Four-time Grand Slam tennis champion Naomi Osaka withdrew from the French Open, saying she has suffered from "bouts of depression" for almost three years, raising questions about how mental health issues are dealt with in professional sport.
Here, AFP Sport looks at six other sportspeople who also struggled with depression:
Michael Phelps
The record-breaking 23-time Olympic champion Michael Phelps has often opened up about his battles with depression, saying he struggled after each Games in which he competed.
"I was able to do some pretty incredible things in the swimming pool and I struggled outside as well," Phelps said in 2018. "There was part of my life I didn't want to be alive."
Phelps said he stayed in one room after the 2012 London Olympics for days.
"If you are in a spot where you need help, to reach out and ask for help," said Phelps on athletes potentially struggling with the delay of the Tokyo Olympics last year due to Covid-19. "It was something that was very difficult for me to do."
Andres Iniesta
Barcelona's former midfield maestro opened up about his struggle with depression in a TV documentary last year. Iniesta, who won two European Championship titles and the 2010 World Cup with Spain, said he was badly affected by the death of his friend Dani Jarque in 2009. The 26-year-old Espanyol defender died of a heart attack.
"That was like a body blow, something powerful that knocked me down again and I was pretty low, clearly because I wasn't very well," said Iniesta, who suffered from depression shortly after Barcelona's 2009 Champions League success.
"The days pass and you realise you're not improving, you don't feel good, you're not yourself. Everything clouds over and goes dark."
Robert Enke
Hanover goalkeeper Robert Enke took his own life on November 10, 2009, aged only 32, after suffering with depression.

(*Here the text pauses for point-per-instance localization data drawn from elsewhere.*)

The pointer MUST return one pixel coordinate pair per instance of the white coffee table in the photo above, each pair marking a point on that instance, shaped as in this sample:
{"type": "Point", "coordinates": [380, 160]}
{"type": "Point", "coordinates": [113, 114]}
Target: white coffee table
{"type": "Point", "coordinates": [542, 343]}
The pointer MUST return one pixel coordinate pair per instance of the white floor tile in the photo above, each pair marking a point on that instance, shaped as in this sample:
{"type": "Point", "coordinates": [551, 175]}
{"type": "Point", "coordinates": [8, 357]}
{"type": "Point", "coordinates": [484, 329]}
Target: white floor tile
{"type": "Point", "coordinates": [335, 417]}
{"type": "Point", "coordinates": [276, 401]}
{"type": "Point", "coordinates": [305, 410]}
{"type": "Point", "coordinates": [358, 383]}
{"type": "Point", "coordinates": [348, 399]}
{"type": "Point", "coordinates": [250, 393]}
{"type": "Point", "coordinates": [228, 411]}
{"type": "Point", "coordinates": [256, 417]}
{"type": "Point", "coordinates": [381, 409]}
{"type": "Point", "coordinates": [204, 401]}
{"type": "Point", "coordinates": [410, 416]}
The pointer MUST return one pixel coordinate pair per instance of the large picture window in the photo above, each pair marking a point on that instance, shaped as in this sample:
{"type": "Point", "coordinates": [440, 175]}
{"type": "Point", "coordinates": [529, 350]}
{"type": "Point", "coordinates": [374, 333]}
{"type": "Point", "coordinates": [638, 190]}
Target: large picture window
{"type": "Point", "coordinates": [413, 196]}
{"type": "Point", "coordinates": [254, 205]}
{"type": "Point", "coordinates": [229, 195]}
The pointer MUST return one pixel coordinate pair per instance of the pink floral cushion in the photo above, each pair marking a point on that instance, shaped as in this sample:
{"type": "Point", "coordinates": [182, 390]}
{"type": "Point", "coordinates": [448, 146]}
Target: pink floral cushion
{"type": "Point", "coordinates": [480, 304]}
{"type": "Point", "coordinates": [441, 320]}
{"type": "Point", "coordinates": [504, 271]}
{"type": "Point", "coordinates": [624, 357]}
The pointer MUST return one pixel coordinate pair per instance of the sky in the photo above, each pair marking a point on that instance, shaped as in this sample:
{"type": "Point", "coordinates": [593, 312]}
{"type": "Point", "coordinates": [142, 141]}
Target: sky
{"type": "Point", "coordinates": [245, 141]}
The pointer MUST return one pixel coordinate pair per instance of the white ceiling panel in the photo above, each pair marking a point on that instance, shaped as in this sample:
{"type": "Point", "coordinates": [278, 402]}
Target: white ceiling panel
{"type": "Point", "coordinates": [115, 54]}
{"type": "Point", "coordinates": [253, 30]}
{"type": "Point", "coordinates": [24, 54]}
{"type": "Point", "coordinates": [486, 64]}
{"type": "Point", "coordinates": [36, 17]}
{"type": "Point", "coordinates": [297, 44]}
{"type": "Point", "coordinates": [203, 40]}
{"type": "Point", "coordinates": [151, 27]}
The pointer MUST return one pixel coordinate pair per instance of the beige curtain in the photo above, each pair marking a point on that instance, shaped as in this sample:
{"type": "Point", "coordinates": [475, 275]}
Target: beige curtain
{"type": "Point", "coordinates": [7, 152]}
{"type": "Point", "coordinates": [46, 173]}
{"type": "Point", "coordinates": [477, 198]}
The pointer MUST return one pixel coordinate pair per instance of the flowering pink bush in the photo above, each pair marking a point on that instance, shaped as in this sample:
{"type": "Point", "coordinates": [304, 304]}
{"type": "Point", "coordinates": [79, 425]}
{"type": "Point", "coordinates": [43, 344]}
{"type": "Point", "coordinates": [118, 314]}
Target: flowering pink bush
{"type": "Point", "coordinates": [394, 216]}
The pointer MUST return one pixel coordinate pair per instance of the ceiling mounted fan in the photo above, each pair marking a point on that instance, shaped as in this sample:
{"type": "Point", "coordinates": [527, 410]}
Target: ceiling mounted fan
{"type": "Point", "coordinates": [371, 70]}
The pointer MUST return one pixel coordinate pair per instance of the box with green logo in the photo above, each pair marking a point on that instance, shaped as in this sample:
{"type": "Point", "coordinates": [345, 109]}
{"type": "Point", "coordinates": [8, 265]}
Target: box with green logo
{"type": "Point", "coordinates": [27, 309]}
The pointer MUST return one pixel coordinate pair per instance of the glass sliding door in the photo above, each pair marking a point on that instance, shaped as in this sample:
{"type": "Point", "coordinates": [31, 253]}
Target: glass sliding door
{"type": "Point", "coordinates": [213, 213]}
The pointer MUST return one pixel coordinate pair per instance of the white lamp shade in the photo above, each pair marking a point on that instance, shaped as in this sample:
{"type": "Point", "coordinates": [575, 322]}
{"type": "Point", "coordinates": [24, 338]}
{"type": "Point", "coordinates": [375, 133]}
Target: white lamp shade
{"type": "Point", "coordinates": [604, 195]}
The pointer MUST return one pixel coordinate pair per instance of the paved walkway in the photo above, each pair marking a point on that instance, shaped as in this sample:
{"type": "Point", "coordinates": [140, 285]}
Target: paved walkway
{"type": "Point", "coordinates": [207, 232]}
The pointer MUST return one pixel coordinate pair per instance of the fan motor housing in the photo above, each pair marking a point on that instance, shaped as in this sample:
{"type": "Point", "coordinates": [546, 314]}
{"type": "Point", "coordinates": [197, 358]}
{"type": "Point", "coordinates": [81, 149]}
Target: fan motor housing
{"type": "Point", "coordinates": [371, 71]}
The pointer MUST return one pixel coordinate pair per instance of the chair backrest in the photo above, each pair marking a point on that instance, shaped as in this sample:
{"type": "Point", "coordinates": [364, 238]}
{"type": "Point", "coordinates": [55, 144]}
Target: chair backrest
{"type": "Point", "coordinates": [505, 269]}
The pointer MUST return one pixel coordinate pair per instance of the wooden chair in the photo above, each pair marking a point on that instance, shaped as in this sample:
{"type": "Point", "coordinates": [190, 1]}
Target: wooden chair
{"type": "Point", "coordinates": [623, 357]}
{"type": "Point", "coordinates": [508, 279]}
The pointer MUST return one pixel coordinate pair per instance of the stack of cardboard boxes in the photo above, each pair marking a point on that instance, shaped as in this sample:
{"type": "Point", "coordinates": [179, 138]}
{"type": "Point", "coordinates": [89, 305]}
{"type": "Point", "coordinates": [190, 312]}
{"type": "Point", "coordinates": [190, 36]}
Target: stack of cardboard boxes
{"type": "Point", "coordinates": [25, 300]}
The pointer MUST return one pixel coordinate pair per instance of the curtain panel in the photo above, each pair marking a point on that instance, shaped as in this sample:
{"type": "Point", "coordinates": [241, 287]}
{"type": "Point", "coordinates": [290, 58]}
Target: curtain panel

He was expected to be Germany's number one goalkeeper at the 2010 World Cup. The Robert Enke Foundation was set up in his memory to help educate the public about depression in children.
"I won't get over his death, I just learn to live with it," his wife Teresa said on the third anniversary of his death.
A study by world footballers' union FIFPro in 2015 said that depression and anxiety affect over a third of professional players.
Ronda Rousey
Mixed martial arts star Rousey said she was hit by depression in the aftermath of losing her undefeated record to Holly Holm in 2015, even considering suicide.
Rousey, now 34, retired from the sport after suffering a second straight UFC loss the following year.
"I did a whole lot of crying, isolating myself," she told The Guardian in 2018.
The American, a 2008 Olympic judo bronze medallist, has also enjoyed success as an actor.
Marcus Trescothick
The former England opening batsman has been open about his mental health issues since pulling out of the 2006-07 Ashes tour.
Since then, his former international teammates Steve Harmison and Andrew Flintoff have been among a large number of cricketers to speak about how they struggled with depression during their careers.
"Thankfully mental well-being is increasingly taken more seriously and along with that comes a decreasing stigma for sufferers," Trescothick said when launching a new campaign to help players tackle depression and addictive behaviour in 2012.
Christophe Dominici
The France wing, who scored one of rugby's most famous tries against New Zealand at the 1999 World Cup, suffered from depression.
In his 2007 autobiography, he admitted a personal loss had triggered depression and that he had been abused as a child.
Dominici was found dead, aged just 48, in November last year, with police saying he was seen by a witness jumping from the roof of a disused building in Paris.